It would be inaccurate to characterise Democratic politicians in the US as anti-Death penalty and pro human rights: Bill Clinton interrupted his 1992 Presidential campaign to sign the death warrant of lobotomised Ricky Ray Rector when he was still Governor of Arkansas and President Obama’s promise to close Guantanamo Bay has yet to be fulfilled.
Yet social conservatives who fall on the Republican side of the aisle tend to be uncompromising in their support for capital punishment and human rights abuses perpetrated in the name of ‘national security’. This is why the Republican wins in the US elections held on Tuesday November 4th are a cause for concern.
Chris Christie, a Republican who favours reinstating the death penalty, won the race to become Governor of New Jersey. Although New Jersey became the first state to abolish capital punishment in 2007the precarious nature of this position was highlighted by a Quinnipiac University poll which found that 53% of respondents in the state opposed the abolition of the death penalty. It was the Democratic-controlled General Assembly and Democratic Governor Jon Corzine which voted in favour of abolition.

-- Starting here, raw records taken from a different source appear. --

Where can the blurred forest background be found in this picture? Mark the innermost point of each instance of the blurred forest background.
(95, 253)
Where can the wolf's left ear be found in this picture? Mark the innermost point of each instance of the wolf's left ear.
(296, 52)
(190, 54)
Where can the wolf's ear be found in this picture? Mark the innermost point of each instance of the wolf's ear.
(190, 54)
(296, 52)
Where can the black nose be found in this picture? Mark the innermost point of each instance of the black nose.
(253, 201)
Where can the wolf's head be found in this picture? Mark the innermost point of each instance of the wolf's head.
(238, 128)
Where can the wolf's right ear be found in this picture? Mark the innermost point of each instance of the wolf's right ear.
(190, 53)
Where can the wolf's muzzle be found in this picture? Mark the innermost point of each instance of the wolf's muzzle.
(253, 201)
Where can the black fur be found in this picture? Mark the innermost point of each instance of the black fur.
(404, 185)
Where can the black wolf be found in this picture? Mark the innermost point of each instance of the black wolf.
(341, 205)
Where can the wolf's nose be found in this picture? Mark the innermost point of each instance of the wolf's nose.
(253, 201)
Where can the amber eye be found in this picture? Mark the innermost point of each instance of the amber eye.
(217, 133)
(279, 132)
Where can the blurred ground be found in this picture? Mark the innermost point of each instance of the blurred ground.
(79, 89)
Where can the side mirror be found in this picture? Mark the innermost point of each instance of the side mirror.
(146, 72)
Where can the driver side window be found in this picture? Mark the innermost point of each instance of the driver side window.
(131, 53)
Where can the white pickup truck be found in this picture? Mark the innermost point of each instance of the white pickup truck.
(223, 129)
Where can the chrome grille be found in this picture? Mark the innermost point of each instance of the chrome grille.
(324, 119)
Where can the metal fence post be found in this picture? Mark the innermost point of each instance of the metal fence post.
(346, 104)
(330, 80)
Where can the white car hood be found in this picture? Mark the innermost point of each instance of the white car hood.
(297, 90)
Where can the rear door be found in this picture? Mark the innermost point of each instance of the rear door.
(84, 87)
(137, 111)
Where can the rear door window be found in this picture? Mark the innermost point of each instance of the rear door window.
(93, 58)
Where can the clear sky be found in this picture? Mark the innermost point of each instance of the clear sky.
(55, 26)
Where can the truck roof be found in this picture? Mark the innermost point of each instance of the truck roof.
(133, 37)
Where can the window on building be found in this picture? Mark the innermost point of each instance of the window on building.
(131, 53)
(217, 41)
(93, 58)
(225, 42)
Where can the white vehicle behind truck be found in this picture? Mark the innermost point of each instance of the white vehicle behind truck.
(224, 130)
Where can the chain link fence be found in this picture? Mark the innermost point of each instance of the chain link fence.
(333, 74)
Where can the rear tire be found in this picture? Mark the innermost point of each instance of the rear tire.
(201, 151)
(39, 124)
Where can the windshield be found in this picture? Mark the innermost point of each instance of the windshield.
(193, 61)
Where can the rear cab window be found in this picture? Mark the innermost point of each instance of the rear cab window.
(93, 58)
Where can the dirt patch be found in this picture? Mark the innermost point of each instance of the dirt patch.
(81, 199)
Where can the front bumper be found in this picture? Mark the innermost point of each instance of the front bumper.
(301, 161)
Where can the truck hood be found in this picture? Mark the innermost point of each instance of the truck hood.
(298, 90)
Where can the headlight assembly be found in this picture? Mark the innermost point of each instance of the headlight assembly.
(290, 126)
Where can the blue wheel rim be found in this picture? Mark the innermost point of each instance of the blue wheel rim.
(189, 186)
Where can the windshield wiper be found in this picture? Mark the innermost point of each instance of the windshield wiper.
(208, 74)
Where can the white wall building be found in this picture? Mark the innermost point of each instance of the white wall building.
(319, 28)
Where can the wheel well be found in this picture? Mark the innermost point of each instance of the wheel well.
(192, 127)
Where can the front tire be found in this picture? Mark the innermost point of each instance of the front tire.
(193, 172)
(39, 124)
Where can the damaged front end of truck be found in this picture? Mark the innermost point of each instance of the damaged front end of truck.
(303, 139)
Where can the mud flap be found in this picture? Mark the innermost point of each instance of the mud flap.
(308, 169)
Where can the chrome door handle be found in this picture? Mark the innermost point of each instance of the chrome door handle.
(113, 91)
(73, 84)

Virginia elected Republican Robert McDonnell as Governor and Republicans also took control of the Attorney General’s office and the State Assembly. McDonnell demonstrated his support for the death penalty when he heavily criticised the decision in 2008 of Governor Tim Kaine, a Democrat, for announcing a year long moratorium on executions while the Supreme Court deliberated whether or not lethal injection was constitutional. The Supreme Court eventually ruled it is constitutional and Kaine upheld Virginia capital punishment laws; he was much applauded by McDonnell for doing so. Upon the announcement that Obama intended to close Guantanamo Bay McDonnell issued a statement entitled “Keep Guantanamo Bay Detainees Out of Virginia.”

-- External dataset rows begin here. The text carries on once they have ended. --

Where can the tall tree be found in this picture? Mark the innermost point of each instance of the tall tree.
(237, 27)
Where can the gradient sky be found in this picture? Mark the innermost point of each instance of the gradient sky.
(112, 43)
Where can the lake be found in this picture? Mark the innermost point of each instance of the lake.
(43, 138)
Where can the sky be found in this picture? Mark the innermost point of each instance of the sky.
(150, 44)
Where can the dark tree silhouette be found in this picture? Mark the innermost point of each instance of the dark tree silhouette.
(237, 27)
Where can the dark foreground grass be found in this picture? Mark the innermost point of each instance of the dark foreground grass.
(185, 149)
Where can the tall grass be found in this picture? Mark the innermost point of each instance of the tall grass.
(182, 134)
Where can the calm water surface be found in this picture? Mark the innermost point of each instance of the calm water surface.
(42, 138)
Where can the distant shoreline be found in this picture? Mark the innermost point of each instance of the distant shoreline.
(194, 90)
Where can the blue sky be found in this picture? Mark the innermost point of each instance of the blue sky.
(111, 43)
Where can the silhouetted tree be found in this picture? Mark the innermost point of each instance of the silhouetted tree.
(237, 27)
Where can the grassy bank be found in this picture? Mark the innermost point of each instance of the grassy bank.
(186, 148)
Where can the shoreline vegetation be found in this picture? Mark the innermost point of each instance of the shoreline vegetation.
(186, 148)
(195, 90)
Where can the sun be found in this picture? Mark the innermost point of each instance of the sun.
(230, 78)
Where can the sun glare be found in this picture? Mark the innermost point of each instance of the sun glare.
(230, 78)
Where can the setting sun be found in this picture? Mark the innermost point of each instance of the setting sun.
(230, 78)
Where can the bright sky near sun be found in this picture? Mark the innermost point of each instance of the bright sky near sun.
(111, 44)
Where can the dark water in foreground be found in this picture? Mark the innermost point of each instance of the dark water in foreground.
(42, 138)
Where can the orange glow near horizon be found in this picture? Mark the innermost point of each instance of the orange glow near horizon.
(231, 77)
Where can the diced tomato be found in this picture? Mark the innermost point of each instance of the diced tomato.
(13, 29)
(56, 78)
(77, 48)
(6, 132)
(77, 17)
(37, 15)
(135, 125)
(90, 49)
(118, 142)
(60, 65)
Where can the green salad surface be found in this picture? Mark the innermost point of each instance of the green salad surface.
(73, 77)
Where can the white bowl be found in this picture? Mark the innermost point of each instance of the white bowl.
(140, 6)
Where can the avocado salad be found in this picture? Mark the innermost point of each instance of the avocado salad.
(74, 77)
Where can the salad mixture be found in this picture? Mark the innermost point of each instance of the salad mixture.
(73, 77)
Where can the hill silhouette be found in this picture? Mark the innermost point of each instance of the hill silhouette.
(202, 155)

In marked contrast to McDonnell’s hostility elected officials in Amherst, Massachusetts, have voted to welcome cleared Guantanamo detainees once Congress lifts its current ban. The Special Town Meeting, Amherst’s governing body, voted to support Article 14 which was introduced by Ruth Hooke, the founding member of local organisation Pioneer Valley No More Guantánamos. Board member Gary Weiss deftly voiced his support for the argument, echoing the sentiments of human rights supporters everywhere: “People are suffering unjustly, and we have the opportunity to alleviate that suffering.”